Desde ahí yo podía ver cómo morían los chicos y a una mujer que cargaba su yica, vi cómo la balearon en la nuca.

Vi morir a mucha gente ahí pero yo estaba tranquilo, no lloraba.

Entonces apareció un anciano que se acercó dónde estaba mi papá. Dió una vuelta así caminando. Mi padre le dijo que se tirara cuerpo a tierra, arrastrándose. Yo no lo podía llevar, porque el viejo forzudo iba agazapado, y ahí nomás me pongo muy triste cuando me acuerdo, porque vi sus pies quebrados por los tiros.

Pobre hombre, pobrecito era muy viejito. Pudo acercarse a un árbol pero estaba muy mal herido. Estaba llorando, estaba lleno de lágrimas. Ahora sufro cuando me acuerdo.

¡Yo era un buen tirador, si hubiera tenido un rifle en ese momento hubiera matado unos cuantos milicos! pero no tenía con qué.

Después me escondí otra vez, esa fue la cuarta. Y largaron otra vez los tiros. ¡Paf, paf!

Todos los troncos de los árboles quedaron llenos de balas por eso la Gendarmería los volteó después.
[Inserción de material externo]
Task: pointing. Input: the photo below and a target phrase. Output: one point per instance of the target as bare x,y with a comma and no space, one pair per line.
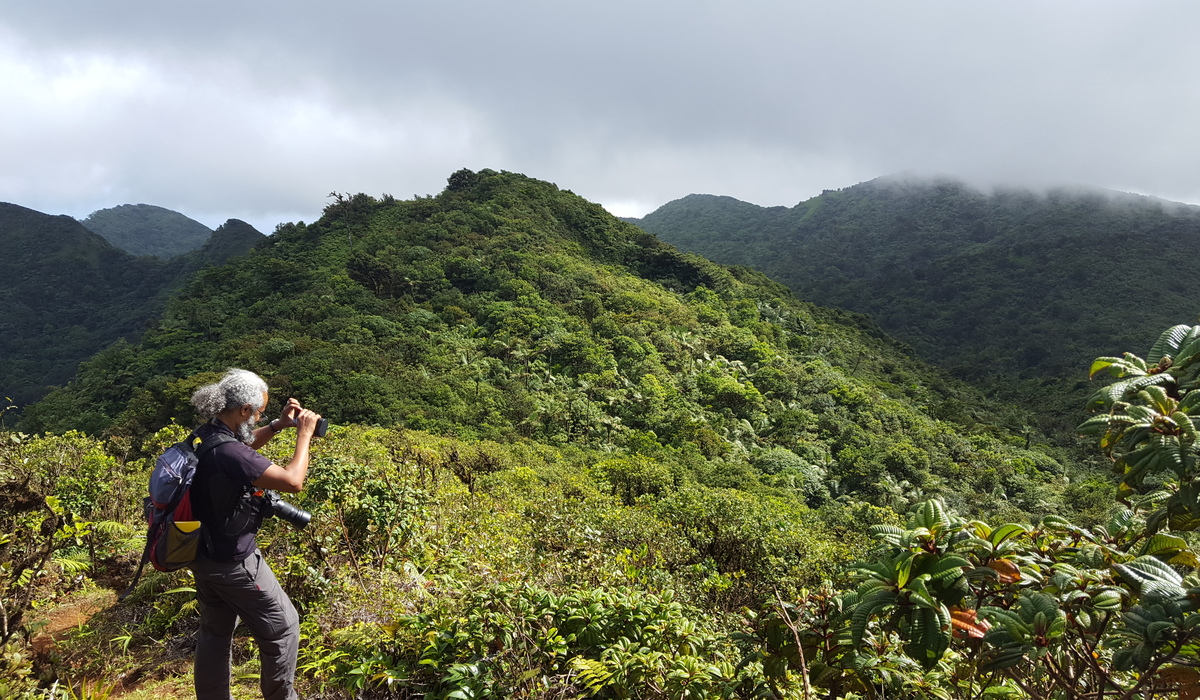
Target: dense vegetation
571,461
1012,289
145,229
508,309
447,568
67,293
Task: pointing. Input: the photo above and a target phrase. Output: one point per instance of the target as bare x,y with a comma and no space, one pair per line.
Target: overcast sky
257,109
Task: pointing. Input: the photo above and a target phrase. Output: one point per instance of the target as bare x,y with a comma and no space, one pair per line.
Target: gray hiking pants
245,590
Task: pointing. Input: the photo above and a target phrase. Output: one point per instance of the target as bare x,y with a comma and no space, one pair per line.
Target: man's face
246,428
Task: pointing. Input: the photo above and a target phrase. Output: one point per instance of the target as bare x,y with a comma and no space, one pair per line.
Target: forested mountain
569,460
508,309
145,229
1011,289
67,293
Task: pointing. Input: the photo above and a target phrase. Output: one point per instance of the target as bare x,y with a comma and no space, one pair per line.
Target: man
232,579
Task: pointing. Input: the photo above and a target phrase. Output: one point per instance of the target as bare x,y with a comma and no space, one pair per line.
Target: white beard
246,431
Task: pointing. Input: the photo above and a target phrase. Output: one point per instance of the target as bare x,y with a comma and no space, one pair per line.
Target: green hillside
1013,291
145,229
569,461
507,309
69,293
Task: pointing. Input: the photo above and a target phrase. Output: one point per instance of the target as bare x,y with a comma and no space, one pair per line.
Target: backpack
173,534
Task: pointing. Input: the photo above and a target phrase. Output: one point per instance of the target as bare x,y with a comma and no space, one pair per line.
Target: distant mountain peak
145,229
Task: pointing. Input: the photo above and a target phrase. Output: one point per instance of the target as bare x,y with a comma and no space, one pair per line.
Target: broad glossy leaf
1168,343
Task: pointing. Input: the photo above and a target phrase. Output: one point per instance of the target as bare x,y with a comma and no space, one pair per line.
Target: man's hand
306,423
291,412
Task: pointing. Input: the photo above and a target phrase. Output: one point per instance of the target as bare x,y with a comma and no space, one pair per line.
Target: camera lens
274,506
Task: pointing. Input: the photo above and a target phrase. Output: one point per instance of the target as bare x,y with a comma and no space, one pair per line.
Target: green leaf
1006,532
1168,343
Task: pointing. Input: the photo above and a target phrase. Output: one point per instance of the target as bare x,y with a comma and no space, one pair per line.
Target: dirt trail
63,618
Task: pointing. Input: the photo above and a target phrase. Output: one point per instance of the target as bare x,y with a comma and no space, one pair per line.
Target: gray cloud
259,109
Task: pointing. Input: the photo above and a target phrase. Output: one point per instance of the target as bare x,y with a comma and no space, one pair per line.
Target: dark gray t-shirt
225,474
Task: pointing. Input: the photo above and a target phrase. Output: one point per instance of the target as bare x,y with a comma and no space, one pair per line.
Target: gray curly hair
234,390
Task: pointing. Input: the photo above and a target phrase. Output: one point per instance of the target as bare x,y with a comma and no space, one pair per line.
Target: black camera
280,508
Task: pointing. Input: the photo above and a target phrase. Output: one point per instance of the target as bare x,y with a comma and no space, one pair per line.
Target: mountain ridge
69,292
958,273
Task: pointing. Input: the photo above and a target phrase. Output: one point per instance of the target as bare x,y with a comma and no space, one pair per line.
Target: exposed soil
63,618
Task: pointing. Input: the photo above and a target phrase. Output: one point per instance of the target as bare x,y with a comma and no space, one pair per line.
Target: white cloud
259,109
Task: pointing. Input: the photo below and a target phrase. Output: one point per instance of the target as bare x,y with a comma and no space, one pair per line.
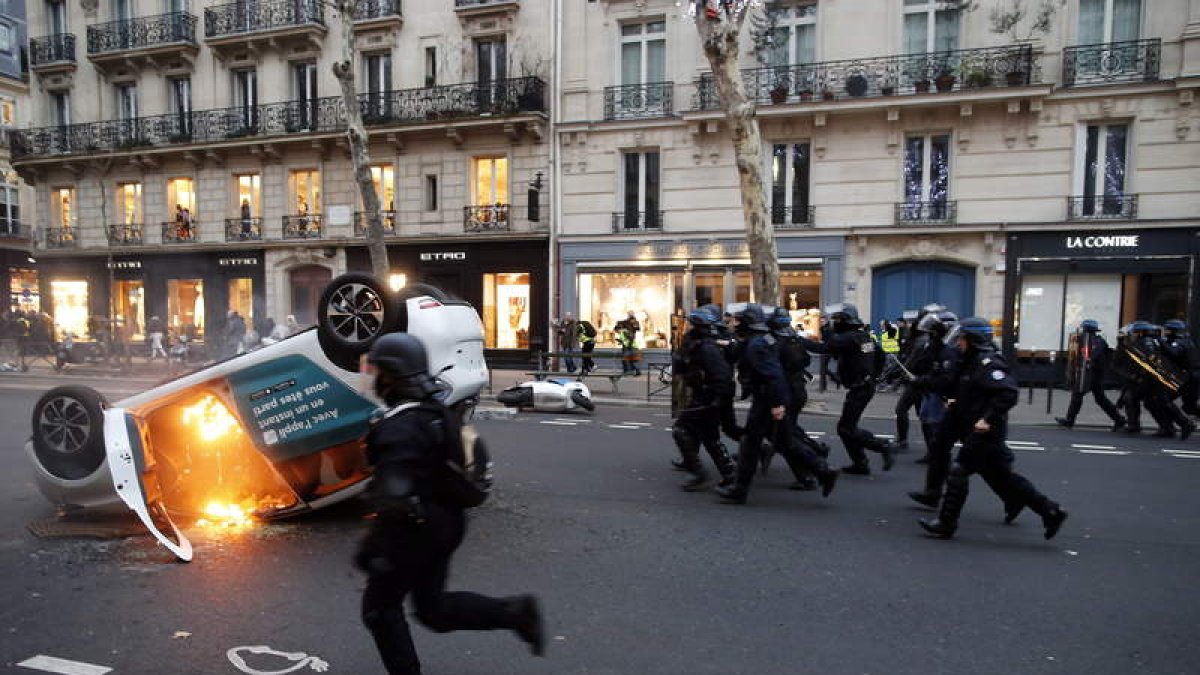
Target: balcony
251,24
154,40
486,219
1102,207
960,71
377,13
244,230
303,226
61,238
1113,63
125,234
636,221
791,217
388,219
940,211
179,232
52,54
639,101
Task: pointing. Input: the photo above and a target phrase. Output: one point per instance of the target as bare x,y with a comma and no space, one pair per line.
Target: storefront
191,293
1057,279
507,281
604,281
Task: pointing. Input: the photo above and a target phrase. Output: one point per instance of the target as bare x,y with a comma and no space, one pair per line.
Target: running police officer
985,392
858,362
708,376
419,526
1087,370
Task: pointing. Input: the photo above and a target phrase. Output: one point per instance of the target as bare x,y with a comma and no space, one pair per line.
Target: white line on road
63,667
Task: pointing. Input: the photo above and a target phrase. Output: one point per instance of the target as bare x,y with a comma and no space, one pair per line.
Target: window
491,181
431,192
305,192
129,308
1109,21
185,306
930,25
69,302
507,311
927,177
643,48
250,193
790,183
1102,167
795,36
640,191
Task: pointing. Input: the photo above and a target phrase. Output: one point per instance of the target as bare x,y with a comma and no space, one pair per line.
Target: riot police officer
984,390
1086,375
708,376
767,384
419,526
859,360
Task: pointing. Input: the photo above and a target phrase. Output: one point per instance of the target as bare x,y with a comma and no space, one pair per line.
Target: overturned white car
270,432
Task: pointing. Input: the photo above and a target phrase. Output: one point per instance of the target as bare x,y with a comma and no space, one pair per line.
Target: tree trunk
357,136
720,43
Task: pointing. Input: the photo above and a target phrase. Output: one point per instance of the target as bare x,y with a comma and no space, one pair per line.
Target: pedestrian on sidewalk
985,390
419,524
1086,366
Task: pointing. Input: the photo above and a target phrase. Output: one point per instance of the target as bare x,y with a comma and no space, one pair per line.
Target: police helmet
976,330
751,317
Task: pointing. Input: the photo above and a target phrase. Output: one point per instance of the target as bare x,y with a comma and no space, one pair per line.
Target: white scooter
549,395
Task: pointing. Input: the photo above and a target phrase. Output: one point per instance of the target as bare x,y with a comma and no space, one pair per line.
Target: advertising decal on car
293,407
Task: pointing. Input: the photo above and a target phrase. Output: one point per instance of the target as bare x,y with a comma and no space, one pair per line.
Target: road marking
63,667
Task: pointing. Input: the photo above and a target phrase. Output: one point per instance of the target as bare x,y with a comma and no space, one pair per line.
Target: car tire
69,431
355,309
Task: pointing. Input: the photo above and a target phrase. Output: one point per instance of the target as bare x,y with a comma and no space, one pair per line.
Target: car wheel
354,311
69,431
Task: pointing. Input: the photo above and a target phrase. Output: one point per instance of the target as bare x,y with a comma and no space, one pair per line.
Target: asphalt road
640,578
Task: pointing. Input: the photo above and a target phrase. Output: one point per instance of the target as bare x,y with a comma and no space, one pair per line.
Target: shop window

Solo había cincuenta metros entre ellos y nosotros.

Yo estaba escondido como a unos cincuenta y cinco metros. Ahí había tres árboles. Un algarrobo, un palo mataco y un quebracho colorado. Había varios árboles grandes, un guayabí y un mistol enorme. Cuando terminaron la matanza cortaron todos esos árboles por eso no existe más aquel monte. Si no hubieran cortado el monte hubiéramos podido encontrar ahora todas las balas incrustadas en los árboles, pero pasaron las topadoras y se llevaron los ranchos y los árboles. Si hubieran dejado el árbol donde yo me escondí podríamos encontrar las balas y ya no podrían seguir mintiendo. Todos podrían verlo”.


Junto con el remate de los heridos se había iniciado la persecución de los sobrevivientes. Don Solano huyó hacia el norte, pero algunos días más tarde fue capturado por tropas de Gendarmería y llevado en calidad de prisionero a la colonia estatal para indígenas de Bartolomé de las Casas.

Su ropa estaba hecha jirones, las espinas le habían arrancado el pelo y su cabeza sangraba. Cuando llegó a la colonia se encontró con un grupo de más 200 refugiados agrupados alrededor de distintas fogatas, hambrientos, durmiendo en el suelo.

Al día siguiente fueron repartidos en las chacras para trabajar. Les dieron herramientas, los alimentaron y pasaron muchos meses hasta que pudieron escapar y volver a sus territorios. Corría el año 1947.

* Por Valeria Mapelman para Marcha. (*) La autora es documentalista, integrante de la Red de Investigadores en Genocidio y Política Indígena en Argentina y directora de “Octubre Pilagá, relatos del silencio”.